Latest Changes on Discover
On Thursday, July 10 2008, the NCCS will be upgrading the operating
system on the Discover cluster from SLES-9 to SLES-10.
While the two OS's are binary compatible and recompiling is not
absolutely required, it is strongly recommended that users
recompile their applications to ensure that they have been
built against the latest versions of various system libraries.
Below are a few things that users should be aware of regarding
the upgrade to SLES-10
- Scali MPI has been upgraded from verion 5.3 to version 5.6
The module for Scali MPI has been renamed from "scali-5.3"
to "scali-5". Users will need to change their "module load"
commands to load "mpi/scali-5" instead of "mpi/scali-5.3"
- "ssh totalview" and "ssh idl" will no longer be supported.
Any users that have used this method to establish X-forwarding
for PBS jobs should use "xsub" instead. "xsub" accepts all
the same arguments as qsub, and establishes the necessary
X-forwarding for you.
- Module changes (Compilers, Math Kernel Libraries, etc.)
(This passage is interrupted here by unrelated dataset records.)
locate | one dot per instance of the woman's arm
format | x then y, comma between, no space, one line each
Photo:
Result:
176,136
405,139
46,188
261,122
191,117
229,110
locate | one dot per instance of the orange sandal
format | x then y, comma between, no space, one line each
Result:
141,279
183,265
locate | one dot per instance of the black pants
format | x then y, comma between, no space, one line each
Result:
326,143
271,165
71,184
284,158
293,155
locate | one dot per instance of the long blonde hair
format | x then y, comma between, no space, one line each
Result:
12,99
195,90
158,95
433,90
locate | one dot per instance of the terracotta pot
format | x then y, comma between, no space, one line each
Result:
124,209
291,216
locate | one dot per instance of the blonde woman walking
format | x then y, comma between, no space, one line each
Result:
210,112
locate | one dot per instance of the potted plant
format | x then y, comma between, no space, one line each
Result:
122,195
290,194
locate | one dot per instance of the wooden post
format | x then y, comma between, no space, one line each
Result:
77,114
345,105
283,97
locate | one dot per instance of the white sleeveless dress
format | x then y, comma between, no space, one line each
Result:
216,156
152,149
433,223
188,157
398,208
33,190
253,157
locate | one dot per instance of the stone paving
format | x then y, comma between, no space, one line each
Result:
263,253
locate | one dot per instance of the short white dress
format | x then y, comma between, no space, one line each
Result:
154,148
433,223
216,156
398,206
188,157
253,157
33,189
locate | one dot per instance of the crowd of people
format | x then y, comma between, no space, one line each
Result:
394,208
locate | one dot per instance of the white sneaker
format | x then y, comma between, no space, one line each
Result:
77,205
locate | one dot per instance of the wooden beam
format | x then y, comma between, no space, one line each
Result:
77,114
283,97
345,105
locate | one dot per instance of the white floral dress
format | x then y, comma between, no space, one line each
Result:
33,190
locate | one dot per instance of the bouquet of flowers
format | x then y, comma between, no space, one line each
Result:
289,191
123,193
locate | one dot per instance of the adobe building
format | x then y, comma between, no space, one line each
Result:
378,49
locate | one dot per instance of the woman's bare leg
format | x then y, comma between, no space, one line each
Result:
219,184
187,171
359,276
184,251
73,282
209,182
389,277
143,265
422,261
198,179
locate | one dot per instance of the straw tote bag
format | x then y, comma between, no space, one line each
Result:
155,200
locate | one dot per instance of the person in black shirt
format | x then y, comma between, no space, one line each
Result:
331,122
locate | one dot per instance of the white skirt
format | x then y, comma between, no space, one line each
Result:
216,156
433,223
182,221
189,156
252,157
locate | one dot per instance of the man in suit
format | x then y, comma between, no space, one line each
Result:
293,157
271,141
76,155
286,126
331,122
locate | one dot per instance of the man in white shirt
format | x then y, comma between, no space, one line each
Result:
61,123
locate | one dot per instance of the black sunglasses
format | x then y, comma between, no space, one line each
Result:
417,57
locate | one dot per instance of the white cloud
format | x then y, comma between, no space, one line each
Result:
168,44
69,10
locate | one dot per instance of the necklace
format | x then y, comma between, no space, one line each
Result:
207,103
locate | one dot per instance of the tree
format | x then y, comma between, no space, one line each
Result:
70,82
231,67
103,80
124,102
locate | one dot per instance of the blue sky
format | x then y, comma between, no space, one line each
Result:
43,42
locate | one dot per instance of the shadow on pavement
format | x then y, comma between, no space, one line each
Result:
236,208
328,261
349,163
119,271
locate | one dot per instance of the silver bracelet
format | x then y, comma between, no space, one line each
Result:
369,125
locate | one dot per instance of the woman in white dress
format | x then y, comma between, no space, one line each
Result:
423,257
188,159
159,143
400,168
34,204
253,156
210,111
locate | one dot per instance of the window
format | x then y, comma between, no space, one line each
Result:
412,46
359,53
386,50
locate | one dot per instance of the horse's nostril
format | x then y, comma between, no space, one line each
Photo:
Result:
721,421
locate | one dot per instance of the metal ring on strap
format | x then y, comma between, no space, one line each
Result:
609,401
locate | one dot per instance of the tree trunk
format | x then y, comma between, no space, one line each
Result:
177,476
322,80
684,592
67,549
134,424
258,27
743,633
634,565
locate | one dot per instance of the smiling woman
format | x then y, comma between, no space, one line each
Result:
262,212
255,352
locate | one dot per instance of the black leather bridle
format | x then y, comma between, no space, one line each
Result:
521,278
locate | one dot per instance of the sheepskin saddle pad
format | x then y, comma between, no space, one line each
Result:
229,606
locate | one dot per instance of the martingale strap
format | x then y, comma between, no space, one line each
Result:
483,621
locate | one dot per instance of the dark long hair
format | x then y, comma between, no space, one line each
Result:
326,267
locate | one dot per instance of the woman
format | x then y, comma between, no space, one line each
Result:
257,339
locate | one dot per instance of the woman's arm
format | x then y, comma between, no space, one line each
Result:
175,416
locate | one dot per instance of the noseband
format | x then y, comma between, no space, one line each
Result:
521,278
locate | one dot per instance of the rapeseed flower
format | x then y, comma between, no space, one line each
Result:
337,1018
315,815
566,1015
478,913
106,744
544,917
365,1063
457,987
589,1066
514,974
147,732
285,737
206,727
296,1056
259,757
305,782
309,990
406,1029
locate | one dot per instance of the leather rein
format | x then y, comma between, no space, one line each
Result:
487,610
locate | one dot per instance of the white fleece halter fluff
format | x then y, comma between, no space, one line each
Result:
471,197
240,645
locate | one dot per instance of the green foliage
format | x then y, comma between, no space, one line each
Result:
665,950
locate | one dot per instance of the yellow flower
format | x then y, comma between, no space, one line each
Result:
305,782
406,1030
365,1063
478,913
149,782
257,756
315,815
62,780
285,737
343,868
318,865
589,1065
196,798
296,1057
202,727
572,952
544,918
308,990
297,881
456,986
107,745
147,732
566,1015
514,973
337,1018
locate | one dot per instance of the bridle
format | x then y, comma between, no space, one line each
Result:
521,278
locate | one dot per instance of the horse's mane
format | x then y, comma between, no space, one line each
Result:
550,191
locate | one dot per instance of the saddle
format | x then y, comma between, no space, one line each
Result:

- The following modules that are currently available under SLES-9
will not be available under SLES-10. (Please contact user support
if you feel you have a continuing need for any of these items)
| comp/gcc-3.3.6 |
comp/intel-8.1.034 |
comp/intel-8.1.038 |
| comp/intel-9.1.038 |
comp/intel-9.1.039 |
comp/intel-9.1.042 |
| comp/intel-9.1.046 |
comp/intel-9.1.049 |
comp/intel-10.0.023 |
| comp/intel-10.0.025 |
comp/intel-10.1.013 |
comp/intel-10.1.015 |
| comp/nag-5.1 |
comp/pgi-6.1.6 |
comp/pgi-6.2.4 |
| lib/mkl-10.0.2.018 |
lib/mkl-8.1 |
lib/mkl-9.0.017 |
| lib/mkl-9.1.018 |
lib/mkl-9.1.021 |
tool/tview-8.0.0.0 |
| tool/tview-8.1.0.1 |
|
|
|
- The following modules will be available under SLES-10
comp/gcc-4.1.2 (natively available without a "module load") |
comp/gcc-4.2.4 |
| comp/gcc-4.3.1 |
comp/intel-9.1.052 |
| comp/intel-10.1.017 |
comp/nag-5.1-463 |
| comp/pgi-7.1.6 |
comp/pgi-7.2.1 |
| lib/mkl-9.1.021 |
lib/mkl-10.0.3.020 |
| tool/tview-8.4.1.6 |
mpi/scali-5 |
- Additional modules will be made available for other software
and will be listed as "other/". These modules
will be made available as these packages are rebuilt.
- Process limits
- Default process limits (data size and stack size) will be set to
a maximum safe limit based on physical memory on the various nodes.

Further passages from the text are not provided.